Fisher retired in January, but the move didn’t come to light until now. KKR spokeswoman Kristi Huller confirmed Fisher had retired after serving as a senior advisor for 11 years.
“George has made invaluable contributions over his more than 10-year tenure working with the firm, and he has been a great friend and colleague,” Paul Raether, member of KKR and head of portfolio management committee, said in a statement.
Fisher mostly liked to stay in the background, according to one person with knowledge of the firm. “By reputation, a great CEO, probably a good coach to portfolio company CEOs,” the source said.
KKR’s senior advisors work with portfolio companies to source and evaluate investment opportunities, as well as assist with operational issues.
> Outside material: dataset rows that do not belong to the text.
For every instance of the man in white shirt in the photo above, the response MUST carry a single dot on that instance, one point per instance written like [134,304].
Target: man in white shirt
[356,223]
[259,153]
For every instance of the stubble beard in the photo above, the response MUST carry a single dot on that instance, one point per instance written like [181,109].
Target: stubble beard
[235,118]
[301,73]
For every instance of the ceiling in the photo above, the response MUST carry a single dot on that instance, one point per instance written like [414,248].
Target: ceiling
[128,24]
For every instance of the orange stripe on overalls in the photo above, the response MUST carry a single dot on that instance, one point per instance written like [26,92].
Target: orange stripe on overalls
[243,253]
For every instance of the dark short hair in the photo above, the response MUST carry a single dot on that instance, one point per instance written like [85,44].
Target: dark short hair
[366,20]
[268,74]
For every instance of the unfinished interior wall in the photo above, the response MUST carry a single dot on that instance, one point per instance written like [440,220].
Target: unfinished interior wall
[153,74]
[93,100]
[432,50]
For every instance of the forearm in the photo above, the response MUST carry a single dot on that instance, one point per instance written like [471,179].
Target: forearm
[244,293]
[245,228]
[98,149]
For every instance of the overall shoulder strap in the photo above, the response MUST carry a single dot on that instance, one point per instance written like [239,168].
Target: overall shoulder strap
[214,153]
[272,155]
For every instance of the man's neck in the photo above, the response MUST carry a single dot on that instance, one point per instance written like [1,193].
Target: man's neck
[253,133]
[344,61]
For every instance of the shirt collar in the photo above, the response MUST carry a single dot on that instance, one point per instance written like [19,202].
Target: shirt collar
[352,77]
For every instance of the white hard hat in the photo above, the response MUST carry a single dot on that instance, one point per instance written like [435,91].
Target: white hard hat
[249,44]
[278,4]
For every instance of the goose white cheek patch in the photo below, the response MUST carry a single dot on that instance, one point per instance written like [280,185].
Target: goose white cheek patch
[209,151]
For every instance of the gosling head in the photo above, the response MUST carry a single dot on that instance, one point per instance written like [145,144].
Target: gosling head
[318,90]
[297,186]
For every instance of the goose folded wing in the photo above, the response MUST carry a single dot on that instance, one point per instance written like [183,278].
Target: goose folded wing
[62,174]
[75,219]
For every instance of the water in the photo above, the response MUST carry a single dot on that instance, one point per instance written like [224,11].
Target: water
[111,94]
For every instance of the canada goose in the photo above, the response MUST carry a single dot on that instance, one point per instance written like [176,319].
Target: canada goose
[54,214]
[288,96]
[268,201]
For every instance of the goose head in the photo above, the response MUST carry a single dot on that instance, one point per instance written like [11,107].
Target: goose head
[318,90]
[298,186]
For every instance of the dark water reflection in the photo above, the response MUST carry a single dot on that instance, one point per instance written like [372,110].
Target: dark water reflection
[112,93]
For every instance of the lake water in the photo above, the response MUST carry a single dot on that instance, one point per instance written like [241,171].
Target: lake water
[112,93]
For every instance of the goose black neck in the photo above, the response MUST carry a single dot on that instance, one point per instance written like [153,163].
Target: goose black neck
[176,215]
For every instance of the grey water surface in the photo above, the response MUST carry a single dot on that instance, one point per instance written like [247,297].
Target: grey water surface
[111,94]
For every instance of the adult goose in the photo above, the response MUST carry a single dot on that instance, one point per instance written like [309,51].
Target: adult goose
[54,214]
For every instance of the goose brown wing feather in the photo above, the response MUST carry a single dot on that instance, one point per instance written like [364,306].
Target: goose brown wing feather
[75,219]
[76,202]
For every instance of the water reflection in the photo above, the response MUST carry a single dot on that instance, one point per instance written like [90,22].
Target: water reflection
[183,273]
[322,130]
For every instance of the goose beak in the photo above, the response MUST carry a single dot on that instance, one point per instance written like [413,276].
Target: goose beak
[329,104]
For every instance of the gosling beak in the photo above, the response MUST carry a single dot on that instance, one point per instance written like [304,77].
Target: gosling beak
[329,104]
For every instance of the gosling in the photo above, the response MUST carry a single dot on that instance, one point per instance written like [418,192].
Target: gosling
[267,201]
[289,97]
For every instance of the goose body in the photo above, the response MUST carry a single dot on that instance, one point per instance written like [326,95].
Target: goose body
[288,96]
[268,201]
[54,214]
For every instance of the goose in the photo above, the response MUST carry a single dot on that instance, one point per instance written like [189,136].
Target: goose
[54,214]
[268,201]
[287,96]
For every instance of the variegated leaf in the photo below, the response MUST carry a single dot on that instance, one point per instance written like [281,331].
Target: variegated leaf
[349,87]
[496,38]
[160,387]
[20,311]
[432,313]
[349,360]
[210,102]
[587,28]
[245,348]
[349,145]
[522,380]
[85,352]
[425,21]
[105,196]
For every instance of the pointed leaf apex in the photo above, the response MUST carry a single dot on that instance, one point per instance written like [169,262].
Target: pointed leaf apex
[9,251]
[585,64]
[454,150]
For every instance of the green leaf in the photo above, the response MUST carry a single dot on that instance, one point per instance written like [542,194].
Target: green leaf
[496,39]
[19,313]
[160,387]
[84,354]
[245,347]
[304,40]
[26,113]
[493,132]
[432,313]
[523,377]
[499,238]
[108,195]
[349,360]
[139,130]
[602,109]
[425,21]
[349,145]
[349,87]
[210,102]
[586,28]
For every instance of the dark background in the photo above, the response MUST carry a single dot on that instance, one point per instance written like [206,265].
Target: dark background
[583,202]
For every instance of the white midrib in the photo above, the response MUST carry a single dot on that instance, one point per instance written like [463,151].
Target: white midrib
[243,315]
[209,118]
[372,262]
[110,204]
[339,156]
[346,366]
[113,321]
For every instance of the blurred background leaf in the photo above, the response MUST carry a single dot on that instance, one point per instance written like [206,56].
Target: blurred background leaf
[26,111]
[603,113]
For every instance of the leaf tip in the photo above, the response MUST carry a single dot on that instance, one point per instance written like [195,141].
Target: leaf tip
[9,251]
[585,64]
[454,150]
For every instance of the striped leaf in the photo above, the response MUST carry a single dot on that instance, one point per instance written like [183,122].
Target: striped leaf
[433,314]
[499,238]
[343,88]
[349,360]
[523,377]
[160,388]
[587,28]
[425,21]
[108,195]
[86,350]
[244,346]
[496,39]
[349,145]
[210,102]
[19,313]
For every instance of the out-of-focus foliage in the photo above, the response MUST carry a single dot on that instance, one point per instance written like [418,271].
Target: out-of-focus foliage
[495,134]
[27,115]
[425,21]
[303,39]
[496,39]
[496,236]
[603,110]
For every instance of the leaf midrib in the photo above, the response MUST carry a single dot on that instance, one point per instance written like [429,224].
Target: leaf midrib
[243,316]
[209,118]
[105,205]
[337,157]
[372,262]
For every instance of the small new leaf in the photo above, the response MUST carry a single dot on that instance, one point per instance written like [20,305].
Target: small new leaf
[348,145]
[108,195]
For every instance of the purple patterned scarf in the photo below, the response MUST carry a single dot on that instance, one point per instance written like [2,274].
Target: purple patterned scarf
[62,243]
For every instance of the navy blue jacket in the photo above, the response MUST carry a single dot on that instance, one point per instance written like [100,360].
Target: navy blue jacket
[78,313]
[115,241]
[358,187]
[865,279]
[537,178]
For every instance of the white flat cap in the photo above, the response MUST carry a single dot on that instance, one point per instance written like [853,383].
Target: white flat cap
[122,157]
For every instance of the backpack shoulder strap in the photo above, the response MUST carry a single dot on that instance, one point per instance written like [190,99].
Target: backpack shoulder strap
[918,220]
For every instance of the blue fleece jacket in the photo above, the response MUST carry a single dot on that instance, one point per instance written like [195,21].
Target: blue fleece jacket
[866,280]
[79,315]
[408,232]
Before joining KKR in 2003, Fisher was chairman and chief executive of Eastman Kodak Co from 1993 to 2000. He also was chairman and CEO of Motorola from 1990 to 1994, according to his LinkedIn profile.
Other senior advisors at the firm include Henrique Meirelles, former governor of the Central Bank of Brazil; Lewis Eisenberg, former chairman of the Port Authority of New York and New Jersey; and Liu Chuanzhi, founder of Lenovo Group.
Back in 2009, Fisher gave a speech at Columbia Business School’s Private Equity and Venture Capital Conference in which he worried about bad behavior that could result from government efforts to stimulate the economy. “That’s inevitable as we sit here — that there will be another wave of abuse and greed,”he said at the time. “It seems to be human nature.”
It was quite a pessimistic view, especially at an industry conference. But things were different in 2009. Today, with deal prices climbing toward peak levels and institutional investor capital flowing into private equity funds, that conference speech, indeed that whole era, seems like a different world.
But to Fisher’s point, the government’s effort to stimulate the economy by keeping interest rates near zero has caused investors desperate for yield to take more risk, pouring money into investments like private equity. Flush with capital, firms are chasing deals at increasingly robust pricing using cheap credit to fuel their activity.